Vous semblez doté d’une imagination débordante… Où puisez-vous votre inspiration pour composer de telles œuvres ?
Mes sources d’inspiration sont très diverses, voire hétéroclites, mais je ne les perçois pas comme telles, tant les capacités de notre esprit à l’assimilation et l’intégration sont fortes. Né en 1980, j’ai joué aux premiers jeux sur écran venus de l’extrême orient et été fasciné par l’avenir prometteur que nous laissait imaginer le progrès scientifique. On m’a permis de grandir en contact avec la nature, les animaux etc… Ma famille m’a sûrement transmis diverses composantes décelables dans l’ensemble de mon travail. Un grand-père pasteur, une grand-mère qui écrivait des poèmes, des tantes musiciennes, un grand oncle curé, des professeurs, des pédagogues et mes parents à France télécom…L’actualité me stimule également beaucoup (la sexualité, les questions écologiques, la musique…). Avec le temps, il existe une forme d’inertie dans l’imaginaire, un dessin en appelle un autre mais surtout il y a des redondances qui structurent mon œuvre et mes envies. Par exemple, Corn a d’abord été un dessin au graphite réalisé vers 2010, puis une céramique (Corn II) puis un petit format (Corn III). A chaque occurrence du motif du maïs, je développe une signification ou un réseau de significations différentes. Il en va de même pour les papillons, les oiseaux en couple, les maisons, les édifices religieux… Cela me permet notamment d’appuyer la dimension polysémique d’un motif en fonction de son contexte mais aussi de connecter mes dessins et de les faire travailler ensemble, au-delà des périodes. À force, j’ai l’impression de développer une mythologie parallèle. Je trouve mon plaisir dans la proposition d’images alternatives, en cherchant des versions inédites de ce que l’on connaît.

Vous avez par la suite développé une pratique de la céramique, comment expliquez-vous ce glissement d’une pratique à une autre ? Et comment les deux se nourrissent-elles l’une l’autre ? 
Mon intérêt pour la céramique a d’abord répondu à un besoin quasi physiologique de diversifier mes gestes.

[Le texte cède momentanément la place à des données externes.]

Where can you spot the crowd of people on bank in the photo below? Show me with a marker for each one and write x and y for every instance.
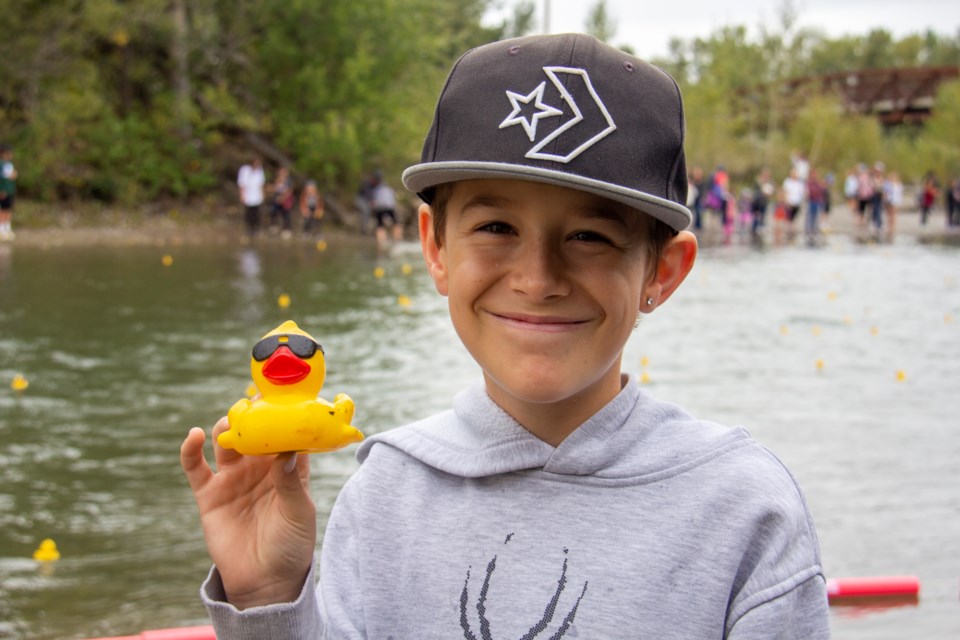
(376, 202)
(872, 193)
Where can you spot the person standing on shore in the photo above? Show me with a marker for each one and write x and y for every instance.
(311, 209)
(251, 181)
(892, 199)
(8, 191)
(816, 204)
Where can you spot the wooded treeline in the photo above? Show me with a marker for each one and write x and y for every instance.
(137, 100)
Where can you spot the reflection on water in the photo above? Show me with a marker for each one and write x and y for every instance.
(843, 360)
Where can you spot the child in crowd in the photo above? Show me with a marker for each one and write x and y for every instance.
(312, 208)
(556, 498)
(8, 191)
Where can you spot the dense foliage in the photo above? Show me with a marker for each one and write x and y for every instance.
(738, 115)
(135, 100)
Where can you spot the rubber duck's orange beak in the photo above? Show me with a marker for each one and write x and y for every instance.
(283, 367)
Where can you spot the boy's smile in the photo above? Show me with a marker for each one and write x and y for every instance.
(544, 285)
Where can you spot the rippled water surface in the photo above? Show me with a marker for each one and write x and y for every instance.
(845, 360)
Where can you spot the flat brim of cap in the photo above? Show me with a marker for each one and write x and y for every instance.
(421, 177)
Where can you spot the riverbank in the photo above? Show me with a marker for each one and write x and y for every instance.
(207, 222)
(158, 224)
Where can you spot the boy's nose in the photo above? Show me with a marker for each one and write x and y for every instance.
(540, 273)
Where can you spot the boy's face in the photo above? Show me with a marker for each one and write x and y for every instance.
(544, 285)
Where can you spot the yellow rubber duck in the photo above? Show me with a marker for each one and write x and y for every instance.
(288, 368)
(47, 551)
(19, 382)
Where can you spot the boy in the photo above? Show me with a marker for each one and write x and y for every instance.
(556, 499)
(8, 191)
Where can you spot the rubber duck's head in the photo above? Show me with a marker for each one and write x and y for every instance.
(287, 361)
(47, 551)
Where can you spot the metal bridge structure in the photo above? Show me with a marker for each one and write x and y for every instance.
(899, 96)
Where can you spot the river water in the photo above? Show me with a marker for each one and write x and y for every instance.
(845, 360)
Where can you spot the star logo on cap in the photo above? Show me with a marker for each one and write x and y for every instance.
(519, 101)
(591, 122)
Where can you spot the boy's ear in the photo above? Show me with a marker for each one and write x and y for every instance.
(433, 255)
(676, 261)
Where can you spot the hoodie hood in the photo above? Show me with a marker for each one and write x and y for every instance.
(633, 435)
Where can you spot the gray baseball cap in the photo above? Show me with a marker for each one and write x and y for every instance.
(565, 110)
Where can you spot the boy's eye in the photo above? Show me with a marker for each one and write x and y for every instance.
(590, 236)
(495, 227)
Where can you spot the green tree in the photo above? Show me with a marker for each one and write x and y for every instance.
(599, 23)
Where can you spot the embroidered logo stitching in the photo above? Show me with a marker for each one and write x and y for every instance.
(544, 110)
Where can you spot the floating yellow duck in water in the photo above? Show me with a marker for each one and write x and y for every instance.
(47, 551)
(288, 368)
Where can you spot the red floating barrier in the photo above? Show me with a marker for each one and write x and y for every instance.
(874, 587)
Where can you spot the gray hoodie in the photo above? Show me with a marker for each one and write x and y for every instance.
(644, 523)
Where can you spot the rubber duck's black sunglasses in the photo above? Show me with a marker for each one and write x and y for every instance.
(301, 346)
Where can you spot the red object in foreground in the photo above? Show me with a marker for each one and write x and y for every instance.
(874, 587)
(184, 633)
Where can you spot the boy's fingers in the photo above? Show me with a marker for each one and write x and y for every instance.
(291, 473)
(194, 465)
(223, 456)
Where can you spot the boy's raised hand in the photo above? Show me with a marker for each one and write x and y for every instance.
(258, 519)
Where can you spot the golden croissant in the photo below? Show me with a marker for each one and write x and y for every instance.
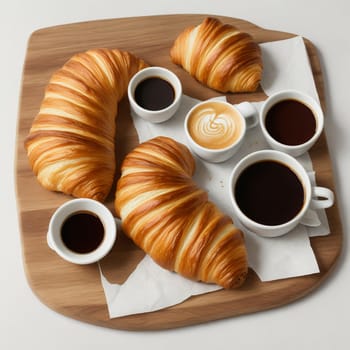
(219, 56)
(71, 145)
(164, 212)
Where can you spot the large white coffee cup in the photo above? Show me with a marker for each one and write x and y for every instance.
(68, 210)
(298, 149)
(215, 129)
(315, 197)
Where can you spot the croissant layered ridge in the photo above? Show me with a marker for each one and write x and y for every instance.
(70, 145)
(220, 56)
(168, 216)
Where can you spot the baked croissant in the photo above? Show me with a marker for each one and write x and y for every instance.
(219, 56)
(170, 218)
(71, 145)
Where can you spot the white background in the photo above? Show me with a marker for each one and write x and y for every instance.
(318, 321)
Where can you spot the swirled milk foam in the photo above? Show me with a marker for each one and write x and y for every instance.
(215, 125)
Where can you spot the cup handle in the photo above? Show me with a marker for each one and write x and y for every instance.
(49, 241)
(249, 112)
(322, 198)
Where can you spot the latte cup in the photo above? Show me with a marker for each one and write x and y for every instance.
(215, 129)
(82, 231)
(154, 94)
(253, 182)
(291, 121)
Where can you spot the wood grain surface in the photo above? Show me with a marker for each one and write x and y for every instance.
(76, 291)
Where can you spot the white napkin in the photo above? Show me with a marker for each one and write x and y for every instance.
(150, 287)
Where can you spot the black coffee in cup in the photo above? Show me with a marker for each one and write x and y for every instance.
(269, 192)
(290, 122)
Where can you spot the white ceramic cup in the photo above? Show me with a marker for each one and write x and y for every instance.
(222, 138)
(66, 210)
(293, 150)
(155, 116)
(315, 197)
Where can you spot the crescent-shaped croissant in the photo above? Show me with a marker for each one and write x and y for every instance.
(171, 219)
(219, 56)
(71, 145)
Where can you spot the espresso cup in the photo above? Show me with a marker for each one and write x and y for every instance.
(154, 94)
(82, 231)
(291, 121)
(215, 129)
(271, 193)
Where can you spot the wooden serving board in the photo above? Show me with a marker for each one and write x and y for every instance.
(76, 291)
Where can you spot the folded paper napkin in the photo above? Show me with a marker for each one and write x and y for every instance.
(150, 287)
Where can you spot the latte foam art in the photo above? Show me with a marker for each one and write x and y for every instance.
(215, 125)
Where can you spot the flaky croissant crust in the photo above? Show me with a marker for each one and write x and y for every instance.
(170, 218)
(219, 56)
(70, 145)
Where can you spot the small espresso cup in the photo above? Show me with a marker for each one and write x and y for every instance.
(154, 94)
(271, 192)
(215, 129)
(291, 121)
(82, 231)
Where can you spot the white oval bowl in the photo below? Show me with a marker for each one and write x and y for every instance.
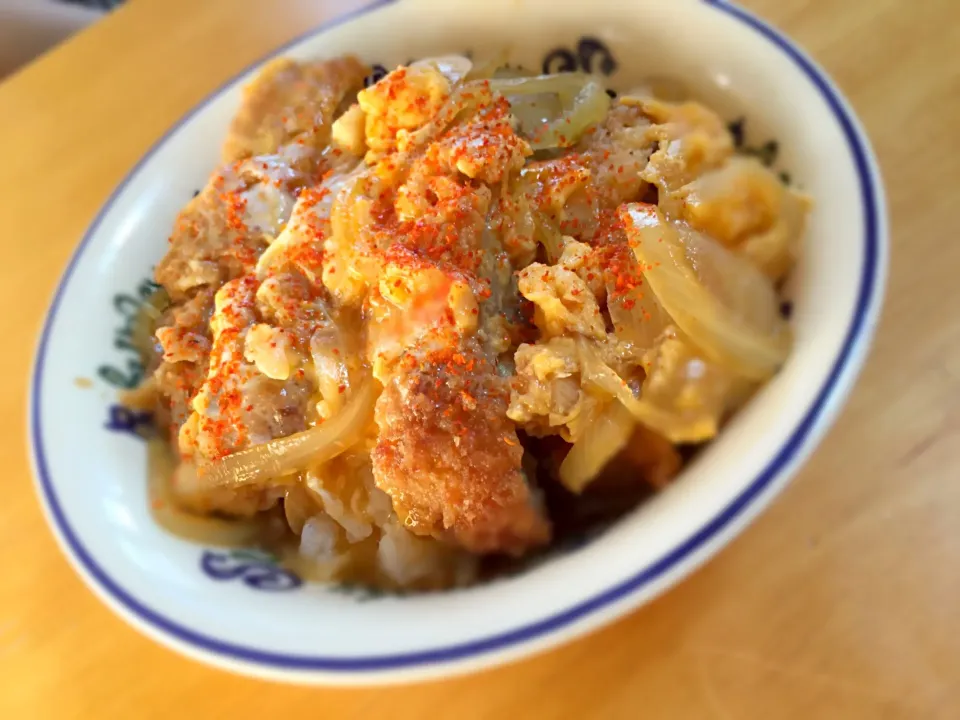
(253, 618)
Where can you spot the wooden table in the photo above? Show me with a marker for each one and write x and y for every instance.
(842, 601)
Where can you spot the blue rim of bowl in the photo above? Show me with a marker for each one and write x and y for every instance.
(858, 331)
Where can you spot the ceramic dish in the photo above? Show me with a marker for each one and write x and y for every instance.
(239, 610)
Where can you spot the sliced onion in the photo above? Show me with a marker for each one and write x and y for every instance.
(595, 372)
(720, 301)
(286, 455)
(453, 67)
(602, 439)
(587, 99)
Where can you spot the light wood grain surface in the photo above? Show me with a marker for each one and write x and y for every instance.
(842, 601)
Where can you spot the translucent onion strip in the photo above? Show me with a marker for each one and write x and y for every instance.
(602, 440)
(286, 455)
(586, 97)
(720, 301)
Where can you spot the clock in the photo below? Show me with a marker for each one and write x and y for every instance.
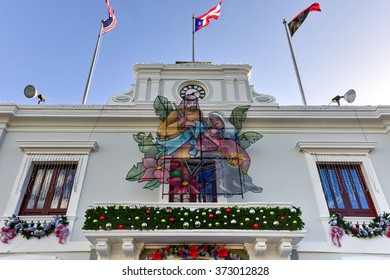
(192, 87)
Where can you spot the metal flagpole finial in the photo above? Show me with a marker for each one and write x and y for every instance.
(295, 64)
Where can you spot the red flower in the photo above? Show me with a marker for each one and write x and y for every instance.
(156, 256)
(193, 252)
(223, 252)
(184, 184)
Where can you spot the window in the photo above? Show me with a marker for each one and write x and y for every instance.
(203, 172)
(344, 178)
(49, 188)
(345, 189)
(50, 178)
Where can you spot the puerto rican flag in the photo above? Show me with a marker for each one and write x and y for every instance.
(204, 20)
(109, 23)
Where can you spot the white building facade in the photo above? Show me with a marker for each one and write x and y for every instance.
(272, 183)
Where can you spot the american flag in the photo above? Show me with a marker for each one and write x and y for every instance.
(109, 23)
(204, 20)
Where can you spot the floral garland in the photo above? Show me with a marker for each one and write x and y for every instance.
(378, 227)
(194, 252)
(119, 217)
(34, 230)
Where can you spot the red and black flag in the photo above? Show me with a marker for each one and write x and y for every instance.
(296, 22)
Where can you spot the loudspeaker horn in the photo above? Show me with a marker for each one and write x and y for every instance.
(349, 96)
(30, 91)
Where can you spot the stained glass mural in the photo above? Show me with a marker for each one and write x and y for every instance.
(195, 158)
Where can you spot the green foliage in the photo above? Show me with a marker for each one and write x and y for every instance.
(248, 138)
(163, 107)
(162, 218)
(238, 116)
(136, 172)
(145, 143)
(152, 185)
(378, 227)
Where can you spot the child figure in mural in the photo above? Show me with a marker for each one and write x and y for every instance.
(220, 141)
(179, 131)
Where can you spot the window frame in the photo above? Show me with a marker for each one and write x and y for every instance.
(35, 151)
(332, 151)
(344, 191)
(53, 184)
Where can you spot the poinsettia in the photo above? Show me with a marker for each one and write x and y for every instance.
(193, 252)
(156, 256)
(222, 252)
(184, 184)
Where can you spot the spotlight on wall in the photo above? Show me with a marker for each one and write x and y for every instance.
(31, 92)
(349, 96)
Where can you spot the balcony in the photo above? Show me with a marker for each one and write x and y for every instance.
(260, 230)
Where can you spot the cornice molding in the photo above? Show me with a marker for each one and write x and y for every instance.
(58, 146)
(335, 146)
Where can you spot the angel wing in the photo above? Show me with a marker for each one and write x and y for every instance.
(162, 107)
(237, 116)
(248, 138)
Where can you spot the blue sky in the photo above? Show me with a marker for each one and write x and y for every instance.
(50, 44)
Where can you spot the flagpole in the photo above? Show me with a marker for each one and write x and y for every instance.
(93, 64)
(295, 64)
(193, 38)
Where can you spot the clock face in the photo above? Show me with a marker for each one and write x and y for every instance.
(194, 89)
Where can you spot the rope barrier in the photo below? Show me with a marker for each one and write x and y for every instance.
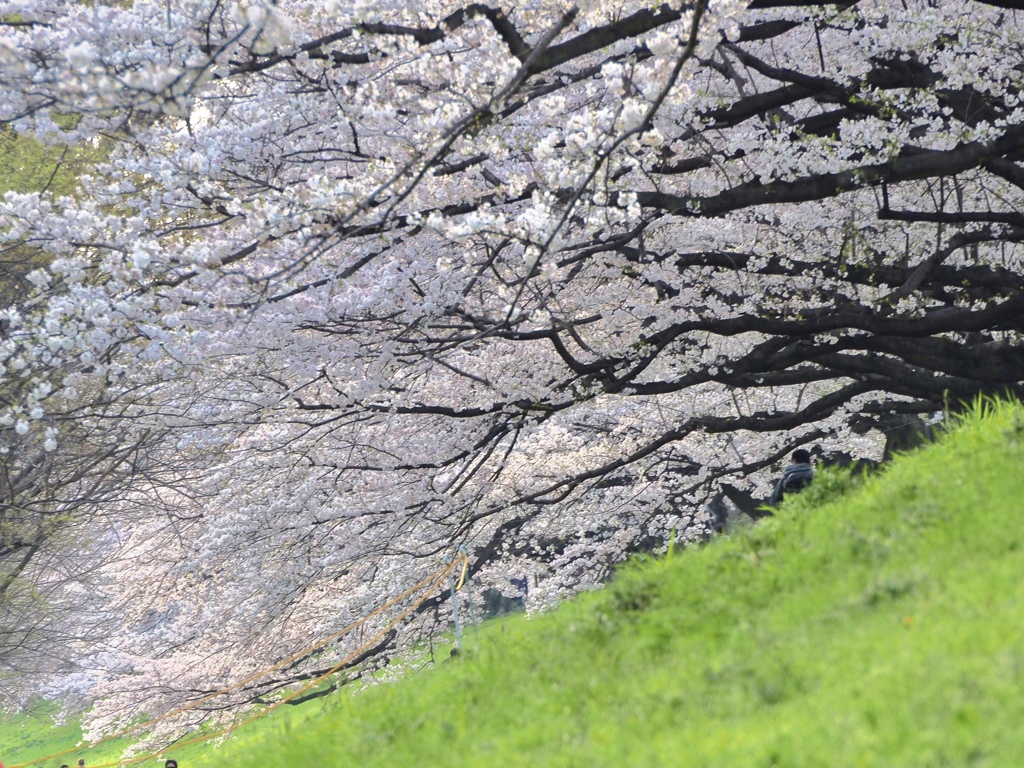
(434, 580)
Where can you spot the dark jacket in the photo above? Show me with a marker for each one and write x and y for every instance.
(795, 478)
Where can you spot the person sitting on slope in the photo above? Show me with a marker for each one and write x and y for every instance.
(796, 477)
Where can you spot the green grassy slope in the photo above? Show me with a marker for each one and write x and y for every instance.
(870, 626)
(871, 623)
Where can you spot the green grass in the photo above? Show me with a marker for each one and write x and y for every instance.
(873, 622)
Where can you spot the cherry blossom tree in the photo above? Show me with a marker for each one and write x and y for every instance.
(381, 281)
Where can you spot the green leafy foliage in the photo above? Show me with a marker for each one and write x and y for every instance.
(873, 622)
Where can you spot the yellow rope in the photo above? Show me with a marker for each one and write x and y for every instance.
(437, 577)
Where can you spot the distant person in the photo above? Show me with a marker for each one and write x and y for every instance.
(796, 477)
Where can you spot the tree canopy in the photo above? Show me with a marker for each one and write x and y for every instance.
(360, 284)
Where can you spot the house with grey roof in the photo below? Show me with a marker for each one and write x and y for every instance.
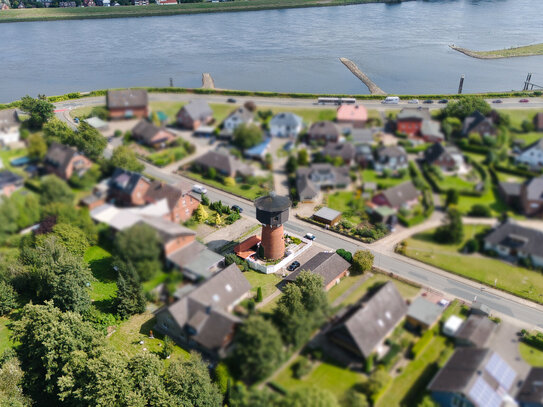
(513, 242)
(329, 265)
(404, 195)
(310, 180)
(194, 114)
(9, 126)
(286, 124)
(364, 327)
(423, 314)
(392, 158)
(224, 164)
(202, 318)
(532, 156)
(474, 377)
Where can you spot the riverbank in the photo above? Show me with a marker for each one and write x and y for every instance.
(526, 51)
(83, 13)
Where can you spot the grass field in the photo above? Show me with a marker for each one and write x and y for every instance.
(407, 389)
(515, 280)
(531, 355)
(105, 286)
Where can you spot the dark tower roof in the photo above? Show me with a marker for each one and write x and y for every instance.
(272, 203)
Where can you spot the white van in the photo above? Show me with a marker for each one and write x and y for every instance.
(391, 100)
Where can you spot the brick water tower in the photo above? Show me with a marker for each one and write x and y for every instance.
(272, 212)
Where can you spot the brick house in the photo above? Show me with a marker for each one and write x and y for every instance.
(127, 103)
(194, 115)
(65, 161)
(181, 201)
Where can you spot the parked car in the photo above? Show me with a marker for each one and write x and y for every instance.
(199, 189)
(293, 266)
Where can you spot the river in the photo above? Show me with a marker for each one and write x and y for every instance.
(403, 48)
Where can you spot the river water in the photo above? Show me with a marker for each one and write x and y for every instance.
(403, 48)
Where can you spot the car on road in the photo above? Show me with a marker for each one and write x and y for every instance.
(293, 266)
(199, 189)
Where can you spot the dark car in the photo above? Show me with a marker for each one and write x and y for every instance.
(237, 208)
(293, 266)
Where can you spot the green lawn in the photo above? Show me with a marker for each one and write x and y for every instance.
(268, 282)
(325, 376)
(247, 191)
(5, 335)
(384, 183)
(408, 388)
(531, 355)
(128, 335)
(516, 280)
(105, 286)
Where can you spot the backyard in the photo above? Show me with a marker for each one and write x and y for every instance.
(492, 272)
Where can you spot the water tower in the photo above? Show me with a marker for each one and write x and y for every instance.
(272, 212)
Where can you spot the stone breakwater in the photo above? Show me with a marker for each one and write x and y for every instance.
(372, 87)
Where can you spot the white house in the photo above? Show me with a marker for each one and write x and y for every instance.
(286, 125)
(532, 155)
(9, 126)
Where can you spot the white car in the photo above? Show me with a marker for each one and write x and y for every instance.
(199, 189)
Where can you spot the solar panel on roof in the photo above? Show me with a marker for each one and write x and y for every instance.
(501, 371)
(483, 395)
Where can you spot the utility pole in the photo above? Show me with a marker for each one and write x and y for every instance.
(461, 85)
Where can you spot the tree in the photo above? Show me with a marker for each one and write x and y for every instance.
(40, 110)
(303, 158)
(139, 245)
(452, 197)
(362, 261)
(130, 298)
(124, 157)
(345, 254)
(8, 298)
(310, 396)
(247, 135)
(37, 148)
(189, 384)
(53, 189)
(452, 231)
(292, 164)
(72, 238)
(258, 349)
(201, 214)
(465, 106)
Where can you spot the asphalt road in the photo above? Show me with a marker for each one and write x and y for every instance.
(403, 267)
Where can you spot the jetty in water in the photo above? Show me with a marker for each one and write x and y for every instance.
(373, 88)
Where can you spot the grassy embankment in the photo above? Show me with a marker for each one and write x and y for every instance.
(525, 51)
(76, 13)
(519, 281)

Autrement dit, le dessin tel que je le pratique, s’il est un acte passionnel, n’en est pas moins usant par la répétitivité des gestes et la tension qu’il induit au niveau du regard, du bras droit, des mains… La céramique me rééquilibre et remplace la nervosité par la fluidité. Le désir de volume est évident dans mes dessins tant je suis obsédé par le modelé, l’ombrage des formes, les perspectives. J’ai aussi eu une fascination pour la 3D alors émergente dans les jeux comme dans les films alors que j’étais adolescent. Cependant quand j’ai débuté en céramique, vers 2013, j’ai eu l’impression de recommencer quelque chose. On ne modèle pas comme on dessine et si j’étais rapidement à l’aise avec les techniques de modelage, la terre a son propre comportement avec lequel il faut composer. Je suis toujours mon intuition et je vois, comme pour le dessin, ce qu’il en sort sans forcer. Je me suis vite retrouvé à faire des créatures animales, des têtes humaines avec une dimension assez primitive. Il y a une sorte de facilité à donner vie à la terre. De la terre jaillissent des créatures surnaturelles des divinités, des gri-gris, des fétiches… Comme avec le dessin j’ai l’impression de faire apparaître, plus que d’inventer.

Quels sont vos projets à venir ?
J’achève juste une œuvre à la fondation Carmignac sur l’île de Porquerolles pour l’exposition L’île intérieure dont le commissariat est assuré par Jean-Marie Gallais. Je vais maintenant me consacrer à ma prochaine exposition solo parisienne à la galerie Art : Concept.